I have the following log-likelihood from my model which i am trying to write as a function in R.
My issue come as i dont know how to write theta in terms of the the function. I have had a couple of attempts at this as shown below, any tips/advice on if these are close to being correct could be appreciated.
function with theta written as theta
#my likelihood function
mylikelihood = function(beta) {
#log-likelihood
result = sum(log(dengue$cases + theta + 1 / dengue$cases)) +
sum(theta*log(theta / theta + exp(beta[1]+beta[2]*dengue$time))) +
sum(theta * log(exp(beta[1]+beta[2]*dengue$time / dengue$cases + exp(beta[1]+beta[2]*dengue$time))))

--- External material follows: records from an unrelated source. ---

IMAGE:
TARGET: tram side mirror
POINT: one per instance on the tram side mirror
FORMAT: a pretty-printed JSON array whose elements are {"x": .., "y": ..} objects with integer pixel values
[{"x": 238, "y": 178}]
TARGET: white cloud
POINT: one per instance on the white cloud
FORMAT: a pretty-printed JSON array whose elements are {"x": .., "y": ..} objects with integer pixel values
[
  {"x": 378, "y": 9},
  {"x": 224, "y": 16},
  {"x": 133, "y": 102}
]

#return negative log-likelihood
return(-result)
}
my next attempt with thetas replaced with Xi from my dataset, which here is (dengue$time)
#my likelihood function attempt 2
mylikelihood = function(beta) {
#log-likelihood
result = sum((log(dengue$Cases + dengue$Time + 1 / dengue$Cases))) +
sum(dengue$Time*log(dengue$time / dengue$Time + exp(beta[1]+beta[2]*dengue$Time))) +
sum(dengue$Cases * log(exp(beta[1]+beta[2]*dengue$Time / dengue$Cases +
exp(beta[1]+beta[2]*dengue$Time))))
#return negative log-likelihood
return(-result)
}
data
head(dengue)
Cases Week Time
1 148 36 1
2 275 37 2
3 205 38 3
4 133 39 4
5 123 40 5
6 138 41 6
Are either of these close to being correct, and if not where am I going wrong?
Updated into about where the log-likelihood comes from;
The model;
Negative Binomial distribution with mean µ and dispersion parameter θ has pmf;

The fundamental problem is that you have to pass both beta (intercept and slope of one component of the problem) and theta as part of a single parameter vector. You had other problems with parenthesis placement that I fixed, and I reorganized the expressions a little bit.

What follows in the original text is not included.